Chromosome-level genome assembly, annotation and evolutionary analysis of the ornamental plant Asparagus setaceus
Data files
Nov 26, 2019 version files 24.87 MB
-
Asparagus_setaceus.gene.gff
24.87 MB
Feb 05, 2020 version files 68.77 MB
-
Asparagus_setaceus.cds
32.06 MB
-
Asparagus_setaceus.gene.gff
24.87 MB
-
Asparagus_setaceus.pep
11.84 MB
Abstract
Asparagus setaceus is a popular ornamental plant cultivated in tropical and subtropical regions globally. In this study, a chromosome-level reference genome of A. setaceus was constructed to assist in studying the genome structure and evolution. A total of 112.52 Gb of long reads was produced from Nanopore platform, resulting in 156.28× depth coverage of an estimated genome size of 720 Mb. The combination of Illumina-short reads, 10× Genomics linked reads, and Hi-C data produced the final chromosome quality genome of A. setaceus with a genome size of 710.15 Mb, accounting for 98.63% of the estimated genome size. Furthermore, 96.85% of the sequences were anchored to 10 super-scaffolds, corresponding to the 10 chromosomes. The genome of A. setaceus was predicted to have 28,410 genes, and 25,649 (90.28%) of these genes were functionally annotated. Genome annotation revealed that 65.59% were repetitive sequences, of which long terminal repeats were predominant (42.51% of the whole genome). Divergence between A. setaceus and its close relative A. officinalis is estimated to have occurred ~9.66 million years ago.
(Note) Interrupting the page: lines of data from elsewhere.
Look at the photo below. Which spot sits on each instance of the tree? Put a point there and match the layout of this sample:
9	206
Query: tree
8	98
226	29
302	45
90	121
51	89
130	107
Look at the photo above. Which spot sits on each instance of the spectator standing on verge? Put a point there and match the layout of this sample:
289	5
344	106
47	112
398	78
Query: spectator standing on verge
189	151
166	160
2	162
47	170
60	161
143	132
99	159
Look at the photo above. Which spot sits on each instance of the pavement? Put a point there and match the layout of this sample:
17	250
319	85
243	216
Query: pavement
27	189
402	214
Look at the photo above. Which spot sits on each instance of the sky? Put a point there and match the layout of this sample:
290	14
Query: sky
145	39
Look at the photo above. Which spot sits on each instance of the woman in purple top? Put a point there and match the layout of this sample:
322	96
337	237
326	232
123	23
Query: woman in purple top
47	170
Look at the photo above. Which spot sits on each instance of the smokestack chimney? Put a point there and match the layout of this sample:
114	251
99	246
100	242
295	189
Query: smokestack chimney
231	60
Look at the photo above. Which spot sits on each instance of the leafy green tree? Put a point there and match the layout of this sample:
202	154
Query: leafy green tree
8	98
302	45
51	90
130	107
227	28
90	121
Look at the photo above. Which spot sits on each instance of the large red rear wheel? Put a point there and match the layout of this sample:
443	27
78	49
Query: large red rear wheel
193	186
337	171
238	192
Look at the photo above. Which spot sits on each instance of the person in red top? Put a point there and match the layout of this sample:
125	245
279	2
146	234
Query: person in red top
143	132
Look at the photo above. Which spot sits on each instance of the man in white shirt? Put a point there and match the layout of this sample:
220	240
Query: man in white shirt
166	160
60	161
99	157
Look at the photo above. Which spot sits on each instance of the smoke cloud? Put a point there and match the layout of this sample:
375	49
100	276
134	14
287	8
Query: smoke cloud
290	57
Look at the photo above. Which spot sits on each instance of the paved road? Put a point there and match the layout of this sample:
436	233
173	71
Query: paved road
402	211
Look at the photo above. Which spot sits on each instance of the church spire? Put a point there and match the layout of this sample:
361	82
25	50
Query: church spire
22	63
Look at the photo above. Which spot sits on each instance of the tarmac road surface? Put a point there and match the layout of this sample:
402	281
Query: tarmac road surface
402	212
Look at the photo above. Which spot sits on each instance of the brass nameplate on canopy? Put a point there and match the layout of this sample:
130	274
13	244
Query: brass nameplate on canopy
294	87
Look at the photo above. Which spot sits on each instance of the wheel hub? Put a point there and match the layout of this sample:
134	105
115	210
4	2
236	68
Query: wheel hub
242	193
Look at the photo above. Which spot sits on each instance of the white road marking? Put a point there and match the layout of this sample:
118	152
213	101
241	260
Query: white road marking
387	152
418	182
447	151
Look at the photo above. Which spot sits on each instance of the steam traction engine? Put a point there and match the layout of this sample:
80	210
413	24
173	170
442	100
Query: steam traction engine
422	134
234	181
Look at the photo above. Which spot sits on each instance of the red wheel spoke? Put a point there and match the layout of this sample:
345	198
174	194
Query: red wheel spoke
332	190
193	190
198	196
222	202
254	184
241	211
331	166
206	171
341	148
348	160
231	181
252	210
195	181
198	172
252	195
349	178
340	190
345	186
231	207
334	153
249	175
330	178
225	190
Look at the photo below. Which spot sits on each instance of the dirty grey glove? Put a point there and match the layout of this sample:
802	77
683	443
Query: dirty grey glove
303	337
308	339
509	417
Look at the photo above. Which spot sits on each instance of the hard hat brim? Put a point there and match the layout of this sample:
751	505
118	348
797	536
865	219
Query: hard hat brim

Genome evolution analysis indicated that A. setaceus underwent two rounds of whole genome duplication events. In addition, 762 specific gene families, 898 expanded gene families, 96 positively selected genes, and 76 resistance R genes in A. setaceus were identified and functionally annotated. These findings provided insights into the structure and evolution of the A. setaceus genome and will facilitate the comparative genetic and genomic research on the genus Asparagus.
Methods
Protein-coding genes were predicted using strategies that integrated de novo gene prediction, experimental evidence obtained from transcriptomic data, and homology-based gene models. For homology prediction, GeMoMa was used with a protein sequence from A. officinalis, a relative species of A. setaceus. For RNA-seq-based prediction, PASA was used on the basis of the assembled RNA-seq unigenes. Augustus was used for de novo prediction. Then, genes predicted by various methods were integrated into a non-redundant gene set by using EVM. For the annotation of the protein-coding genes, the sequences of the predicted genes were searched against the commonly used databases SwissProt, GO, KEGG, KOG, Nr, and InterPro.